While there may be no natural progression from nasal ingestion of methamphetamine to injecting it, it is an alternative method of sorption that might be readily available to appellant through her drug connection(s). One of the legislative findings accompanying section 1001.10 declared: “Education and counseling about the causes of AIDS and the prevention of HIV infection are crucial to halting the spread of the epidemic.” (Stats.1988, ch. 1243, 11 West's Cal. Legis. Service, § 1, p. 3139.) A 1988 report by the Senate Committee on Judiciary noted “[t]he AIDS prevention education program would, at a minimum, include details about the transmission of HIV, symptoms of AIDS or ARC, prevention through avoidance or cleaning of needles, ․” (Emphasis added.) The same sentiment was reiterated verbatim in an analysis by the Senate Rules Committee shortly before AB 2374 was enacted.
In harmony with the cited legislative finding and legislative history is the AIDS education order of the lower court. It was a reasonable attempt to deter a woman who was not known to have used intravenous drugs but reasonably might be considered at risk of beginning such means of ingestion because of her long-term use of a drug capable of intravenous injection.

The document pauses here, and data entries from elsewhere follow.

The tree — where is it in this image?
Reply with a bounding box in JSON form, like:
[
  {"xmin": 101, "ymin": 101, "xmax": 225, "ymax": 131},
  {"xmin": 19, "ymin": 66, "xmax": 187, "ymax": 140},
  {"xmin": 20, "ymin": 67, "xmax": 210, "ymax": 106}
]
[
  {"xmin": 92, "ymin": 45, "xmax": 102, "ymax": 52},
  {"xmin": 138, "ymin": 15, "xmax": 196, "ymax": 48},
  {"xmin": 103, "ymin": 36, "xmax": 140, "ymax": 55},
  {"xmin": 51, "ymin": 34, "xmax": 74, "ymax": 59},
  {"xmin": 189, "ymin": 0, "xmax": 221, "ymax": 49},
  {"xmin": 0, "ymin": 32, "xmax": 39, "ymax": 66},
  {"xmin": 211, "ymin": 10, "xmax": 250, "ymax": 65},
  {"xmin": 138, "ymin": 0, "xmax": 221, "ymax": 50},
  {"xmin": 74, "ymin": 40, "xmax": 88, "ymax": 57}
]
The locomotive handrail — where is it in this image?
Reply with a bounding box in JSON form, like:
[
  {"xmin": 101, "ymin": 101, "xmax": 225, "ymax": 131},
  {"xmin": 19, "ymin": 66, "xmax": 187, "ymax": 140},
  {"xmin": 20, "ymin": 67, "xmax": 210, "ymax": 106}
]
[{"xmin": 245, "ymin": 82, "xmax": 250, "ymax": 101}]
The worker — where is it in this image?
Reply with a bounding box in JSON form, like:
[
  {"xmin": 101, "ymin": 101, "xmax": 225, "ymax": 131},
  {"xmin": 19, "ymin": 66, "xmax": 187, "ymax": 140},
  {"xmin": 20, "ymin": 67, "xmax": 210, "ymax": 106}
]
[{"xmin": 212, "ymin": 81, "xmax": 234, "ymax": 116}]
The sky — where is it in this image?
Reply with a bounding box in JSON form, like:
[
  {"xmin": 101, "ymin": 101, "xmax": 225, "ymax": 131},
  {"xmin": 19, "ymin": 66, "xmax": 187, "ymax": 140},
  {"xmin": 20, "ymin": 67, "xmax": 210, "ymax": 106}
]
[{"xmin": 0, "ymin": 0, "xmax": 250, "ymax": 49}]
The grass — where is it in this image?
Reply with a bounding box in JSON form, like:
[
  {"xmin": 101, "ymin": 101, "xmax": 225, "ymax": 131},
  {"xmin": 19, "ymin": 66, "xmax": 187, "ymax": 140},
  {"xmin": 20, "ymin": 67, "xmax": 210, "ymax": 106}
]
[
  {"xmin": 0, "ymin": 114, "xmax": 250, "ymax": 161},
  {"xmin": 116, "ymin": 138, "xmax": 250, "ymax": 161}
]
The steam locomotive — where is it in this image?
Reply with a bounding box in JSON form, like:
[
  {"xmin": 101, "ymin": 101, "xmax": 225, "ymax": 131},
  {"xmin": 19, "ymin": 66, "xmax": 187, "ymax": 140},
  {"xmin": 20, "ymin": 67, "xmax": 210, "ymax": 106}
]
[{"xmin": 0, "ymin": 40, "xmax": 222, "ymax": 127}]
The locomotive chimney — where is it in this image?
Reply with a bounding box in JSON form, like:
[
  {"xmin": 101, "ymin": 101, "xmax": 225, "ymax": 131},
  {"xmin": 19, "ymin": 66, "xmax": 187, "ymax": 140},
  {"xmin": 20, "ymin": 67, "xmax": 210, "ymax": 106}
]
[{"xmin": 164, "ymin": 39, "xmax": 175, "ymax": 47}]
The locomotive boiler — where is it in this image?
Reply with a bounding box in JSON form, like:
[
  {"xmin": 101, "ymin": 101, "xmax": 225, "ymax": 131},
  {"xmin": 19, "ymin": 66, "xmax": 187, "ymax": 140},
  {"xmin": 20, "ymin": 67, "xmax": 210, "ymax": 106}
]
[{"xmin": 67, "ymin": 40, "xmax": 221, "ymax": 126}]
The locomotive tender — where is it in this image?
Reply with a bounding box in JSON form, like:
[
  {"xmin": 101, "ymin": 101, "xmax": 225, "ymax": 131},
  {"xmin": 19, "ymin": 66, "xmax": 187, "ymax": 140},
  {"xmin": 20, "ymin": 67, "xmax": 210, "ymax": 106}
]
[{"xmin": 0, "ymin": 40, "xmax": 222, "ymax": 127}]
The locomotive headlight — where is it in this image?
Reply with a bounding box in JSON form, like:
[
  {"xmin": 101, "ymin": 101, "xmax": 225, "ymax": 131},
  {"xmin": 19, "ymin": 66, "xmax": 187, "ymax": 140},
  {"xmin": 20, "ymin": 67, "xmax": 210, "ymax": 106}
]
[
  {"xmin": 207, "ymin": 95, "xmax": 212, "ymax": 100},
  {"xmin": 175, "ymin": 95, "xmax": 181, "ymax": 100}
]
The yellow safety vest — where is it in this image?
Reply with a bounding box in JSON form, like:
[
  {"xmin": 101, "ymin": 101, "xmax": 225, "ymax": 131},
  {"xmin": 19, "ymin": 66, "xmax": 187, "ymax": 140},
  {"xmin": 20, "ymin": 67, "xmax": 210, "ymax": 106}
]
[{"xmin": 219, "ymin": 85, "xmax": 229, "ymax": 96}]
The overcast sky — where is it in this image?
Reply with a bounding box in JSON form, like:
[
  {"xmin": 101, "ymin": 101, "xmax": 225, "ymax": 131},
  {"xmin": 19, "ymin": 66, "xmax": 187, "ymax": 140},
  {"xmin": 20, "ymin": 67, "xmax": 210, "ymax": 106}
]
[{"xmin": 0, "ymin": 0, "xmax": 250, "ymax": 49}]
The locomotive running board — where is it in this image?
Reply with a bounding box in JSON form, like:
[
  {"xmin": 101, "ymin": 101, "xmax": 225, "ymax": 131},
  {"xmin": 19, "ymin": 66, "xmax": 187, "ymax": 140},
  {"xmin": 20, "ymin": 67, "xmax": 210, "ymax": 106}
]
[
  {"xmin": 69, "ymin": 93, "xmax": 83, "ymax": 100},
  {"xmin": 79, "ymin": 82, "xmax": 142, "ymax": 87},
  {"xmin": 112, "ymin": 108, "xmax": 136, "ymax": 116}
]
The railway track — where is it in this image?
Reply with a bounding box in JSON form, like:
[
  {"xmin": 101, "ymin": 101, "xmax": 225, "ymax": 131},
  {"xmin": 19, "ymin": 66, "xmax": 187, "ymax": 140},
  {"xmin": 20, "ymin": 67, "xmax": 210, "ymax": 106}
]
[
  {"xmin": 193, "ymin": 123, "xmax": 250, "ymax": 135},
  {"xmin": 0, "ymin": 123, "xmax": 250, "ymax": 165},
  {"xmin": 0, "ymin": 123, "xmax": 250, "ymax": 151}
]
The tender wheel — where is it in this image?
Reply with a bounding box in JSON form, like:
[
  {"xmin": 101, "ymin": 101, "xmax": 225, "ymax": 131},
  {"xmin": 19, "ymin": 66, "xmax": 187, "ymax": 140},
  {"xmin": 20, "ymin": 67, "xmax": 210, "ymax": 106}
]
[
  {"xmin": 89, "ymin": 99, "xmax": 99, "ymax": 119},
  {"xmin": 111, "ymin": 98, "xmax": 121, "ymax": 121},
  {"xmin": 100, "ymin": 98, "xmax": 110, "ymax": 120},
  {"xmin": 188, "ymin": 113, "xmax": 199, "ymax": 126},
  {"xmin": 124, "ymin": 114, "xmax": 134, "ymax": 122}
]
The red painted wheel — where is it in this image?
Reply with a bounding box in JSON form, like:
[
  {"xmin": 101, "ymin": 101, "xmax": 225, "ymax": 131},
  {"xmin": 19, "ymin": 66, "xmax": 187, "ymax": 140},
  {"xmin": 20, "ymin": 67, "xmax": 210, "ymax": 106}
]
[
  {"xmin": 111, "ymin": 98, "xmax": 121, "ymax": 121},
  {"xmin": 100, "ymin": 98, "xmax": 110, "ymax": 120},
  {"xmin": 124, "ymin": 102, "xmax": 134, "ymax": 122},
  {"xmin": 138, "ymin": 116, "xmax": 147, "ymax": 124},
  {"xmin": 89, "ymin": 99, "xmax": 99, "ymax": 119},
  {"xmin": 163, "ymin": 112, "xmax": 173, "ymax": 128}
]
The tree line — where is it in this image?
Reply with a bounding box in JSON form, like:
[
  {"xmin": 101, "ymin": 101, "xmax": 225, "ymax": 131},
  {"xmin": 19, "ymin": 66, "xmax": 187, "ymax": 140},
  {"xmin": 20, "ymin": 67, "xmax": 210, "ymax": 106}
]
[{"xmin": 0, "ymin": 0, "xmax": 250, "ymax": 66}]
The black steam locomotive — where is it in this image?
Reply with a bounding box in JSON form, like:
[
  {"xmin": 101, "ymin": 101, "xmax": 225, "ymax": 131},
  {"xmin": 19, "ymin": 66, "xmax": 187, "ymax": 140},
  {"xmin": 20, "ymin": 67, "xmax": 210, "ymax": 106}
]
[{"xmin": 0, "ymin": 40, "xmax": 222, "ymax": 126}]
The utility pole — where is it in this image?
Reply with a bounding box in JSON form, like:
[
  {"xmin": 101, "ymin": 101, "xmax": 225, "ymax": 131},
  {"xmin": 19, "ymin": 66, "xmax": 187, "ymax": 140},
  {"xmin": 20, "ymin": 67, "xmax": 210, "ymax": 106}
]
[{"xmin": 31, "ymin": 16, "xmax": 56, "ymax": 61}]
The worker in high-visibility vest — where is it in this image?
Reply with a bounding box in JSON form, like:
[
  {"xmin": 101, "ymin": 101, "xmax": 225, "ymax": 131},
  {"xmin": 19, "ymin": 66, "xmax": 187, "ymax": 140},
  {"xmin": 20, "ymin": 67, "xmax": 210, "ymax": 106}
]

Critical to a halt of the spread of the HIV virus is the education of people who have not begun using drugs intravenously regarding the risks intravenous use carries so they never start.
The condition of probation requiring AIDS education was well within the trial court's discretion (People v. Bauer, supra, 211 Cal.App.3d at 940–941, 260 Cal.Rptr. 62) and reasonable within the meaning of section 1203.1. (People v. Lent, supra, 15 Cal.3d at 486, 124 Cal.Rptr. 905, 541 P.2d 545, citing People v. Dominguez, supra, 256 Cal.App.2d at 627, 64 Cal.Rptr. 290.)
Finally, appellant notes the lower court simply ordered her to “[p]articipate in an AIDS education program pursuant to Penal Code Section 1001.10”, without any showing it was exercising its discretion in so doing. The trial court's citation to “Section 1001.10” is equally consistent with an interpretation the court was merely referencing the provision establishing the AIDS education program as with an interpretation the court was under the erroneous impression it was required here to impose participation in an AIDS education program as a condition of probation.
There is nothing in the quoted statement to overcome the presumption the lower court regularly performed its official duty. (Evid.Code, § 664.) Evidence Code section 664 is a presumption affecting the burden of proof (Evid.Code, § 660); therefore, the burden is upon appellant to prove the trial court did not exercise its discretion (Evid.Code, § 606). No statement of reasons was required here and the lower court's mere silence as to whether or not it was engaging in an exercise of discretion is insufficient to sustain appellant's burden of proof. (People v. Flower (1976) 62 Cal.App.3d 904, 910, 133 Cal.Rptr. 455.)
The judgment is affirmed.
1. All further statutory references are to the Penal Code unless otherwise indicated.
ARDAIZ, Acting Presiding Justice.
VARTABEDIAN and THAXTER, JJ., concur.